Vor der Sendung war ich bei einem Mann zu Gast, von dessen Arbeitszimmer aus man auf die Gedenkstätte schaut und dessen Werk eng mit der deutschen Vergangenheit verwoben ist - bei dem Dramatiker und Schriftsteller Rolf Hochhuth. Hochhuth hat mit seinen Theaterstücken als Aufklärer gewirkt, er hat sich immer wieder mit dem Erbe des Nationalsozialismus auseinander gesetzt und ist in Stücken wie Der Stellvertreter oder Die Juristen den Verwicklungen von Justiz und Kirche auf den Grund gegangen.
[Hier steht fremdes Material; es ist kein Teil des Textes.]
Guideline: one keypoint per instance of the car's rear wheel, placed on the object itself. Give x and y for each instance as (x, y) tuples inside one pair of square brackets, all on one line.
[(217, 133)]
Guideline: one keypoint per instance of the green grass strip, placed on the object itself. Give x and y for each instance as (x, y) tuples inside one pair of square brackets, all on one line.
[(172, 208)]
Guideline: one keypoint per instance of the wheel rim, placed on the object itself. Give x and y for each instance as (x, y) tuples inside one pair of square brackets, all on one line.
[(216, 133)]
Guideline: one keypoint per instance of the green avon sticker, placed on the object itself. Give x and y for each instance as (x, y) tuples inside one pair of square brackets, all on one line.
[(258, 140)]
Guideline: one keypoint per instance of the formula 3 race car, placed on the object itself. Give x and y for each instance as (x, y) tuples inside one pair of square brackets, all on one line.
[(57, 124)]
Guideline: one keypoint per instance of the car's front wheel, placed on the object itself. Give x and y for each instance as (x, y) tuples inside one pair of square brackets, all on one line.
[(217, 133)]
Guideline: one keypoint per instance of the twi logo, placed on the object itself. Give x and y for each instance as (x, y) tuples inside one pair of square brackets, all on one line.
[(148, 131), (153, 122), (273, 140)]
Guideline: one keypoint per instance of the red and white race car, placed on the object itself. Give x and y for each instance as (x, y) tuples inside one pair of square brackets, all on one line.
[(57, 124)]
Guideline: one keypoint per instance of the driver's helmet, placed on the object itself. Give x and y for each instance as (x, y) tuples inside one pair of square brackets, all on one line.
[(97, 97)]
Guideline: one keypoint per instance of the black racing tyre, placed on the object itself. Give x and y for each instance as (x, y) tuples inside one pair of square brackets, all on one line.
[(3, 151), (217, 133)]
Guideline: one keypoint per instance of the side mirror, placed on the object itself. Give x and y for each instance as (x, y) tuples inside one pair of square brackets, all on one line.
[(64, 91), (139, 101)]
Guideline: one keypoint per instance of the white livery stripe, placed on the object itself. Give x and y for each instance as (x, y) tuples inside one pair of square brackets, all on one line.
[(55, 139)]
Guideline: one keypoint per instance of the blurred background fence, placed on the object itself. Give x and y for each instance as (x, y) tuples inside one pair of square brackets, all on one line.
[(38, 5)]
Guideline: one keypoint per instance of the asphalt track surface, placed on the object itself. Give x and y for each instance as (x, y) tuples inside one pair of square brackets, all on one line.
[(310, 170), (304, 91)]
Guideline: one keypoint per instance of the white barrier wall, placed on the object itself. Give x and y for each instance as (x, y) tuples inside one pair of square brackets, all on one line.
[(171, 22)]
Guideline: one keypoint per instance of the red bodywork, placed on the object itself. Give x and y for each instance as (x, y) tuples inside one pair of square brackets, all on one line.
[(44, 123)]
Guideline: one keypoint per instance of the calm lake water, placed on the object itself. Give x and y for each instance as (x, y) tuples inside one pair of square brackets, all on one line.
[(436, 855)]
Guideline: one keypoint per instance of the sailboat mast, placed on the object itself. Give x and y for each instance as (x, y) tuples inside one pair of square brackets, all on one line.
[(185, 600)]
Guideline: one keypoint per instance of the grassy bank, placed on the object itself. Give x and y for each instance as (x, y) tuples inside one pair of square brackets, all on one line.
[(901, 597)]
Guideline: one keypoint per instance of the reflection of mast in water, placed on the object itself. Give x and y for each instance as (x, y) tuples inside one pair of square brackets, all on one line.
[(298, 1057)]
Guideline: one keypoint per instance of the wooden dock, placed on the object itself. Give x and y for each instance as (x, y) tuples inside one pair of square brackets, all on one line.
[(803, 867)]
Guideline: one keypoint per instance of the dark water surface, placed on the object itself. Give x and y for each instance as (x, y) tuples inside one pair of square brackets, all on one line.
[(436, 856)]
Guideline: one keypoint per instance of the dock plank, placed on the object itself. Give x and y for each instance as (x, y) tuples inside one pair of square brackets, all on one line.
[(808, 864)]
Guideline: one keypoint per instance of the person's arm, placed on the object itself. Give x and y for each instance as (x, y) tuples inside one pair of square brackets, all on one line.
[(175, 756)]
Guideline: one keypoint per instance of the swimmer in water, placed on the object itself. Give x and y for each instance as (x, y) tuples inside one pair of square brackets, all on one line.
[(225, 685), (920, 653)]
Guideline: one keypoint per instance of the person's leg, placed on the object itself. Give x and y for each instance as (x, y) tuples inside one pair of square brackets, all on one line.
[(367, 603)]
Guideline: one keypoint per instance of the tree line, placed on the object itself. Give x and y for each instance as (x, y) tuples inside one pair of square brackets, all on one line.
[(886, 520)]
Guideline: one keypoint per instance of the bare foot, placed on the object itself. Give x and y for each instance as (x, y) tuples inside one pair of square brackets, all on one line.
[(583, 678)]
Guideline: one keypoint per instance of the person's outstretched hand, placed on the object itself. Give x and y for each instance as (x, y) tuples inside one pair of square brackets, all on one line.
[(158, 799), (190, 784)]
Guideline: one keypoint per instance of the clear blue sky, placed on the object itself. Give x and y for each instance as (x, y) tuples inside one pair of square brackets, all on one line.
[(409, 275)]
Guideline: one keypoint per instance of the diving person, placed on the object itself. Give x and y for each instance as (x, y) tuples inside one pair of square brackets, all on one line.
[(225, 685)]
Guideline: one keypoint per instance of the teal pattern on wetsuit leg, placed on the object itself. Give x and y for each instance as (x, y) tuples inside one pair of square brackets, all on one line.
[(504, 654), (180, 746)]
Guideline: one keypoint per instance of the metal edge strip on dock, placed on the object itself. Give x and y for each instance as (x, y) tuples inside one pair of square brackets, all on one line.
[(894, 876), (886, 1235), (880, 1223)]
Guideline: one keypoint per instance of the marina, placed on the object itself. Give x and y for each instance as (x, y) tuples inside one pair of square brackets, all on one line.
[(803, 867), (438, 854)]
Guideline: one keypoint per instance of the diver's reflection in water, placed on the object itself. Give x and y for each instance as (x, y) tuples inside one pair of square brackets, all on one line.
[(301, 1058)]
Ausgerechnet Rolf Hochhuth, der sich um die Vergangenheitsbewältigung so verdient gemacht hat, kam im vergangenen Jahr ins Gerede. In einem Interview mit der nicht gerade gut beleumundeten, rechten Wochenzeitung Junge Freiheit hatte er den Holocaustleugner David Irving als "seriösen Historiker" bezeichnet, wofür er sich später öffentlich entschuldigte - Hochhuth wusste nichts von Irvings Gesinnungswandel. Ich sprach mit Rolf Hochhuth über die Notwendigkeit des Erinnerns und fragte ihn zuerst nach der Wirkung des Mahnmals.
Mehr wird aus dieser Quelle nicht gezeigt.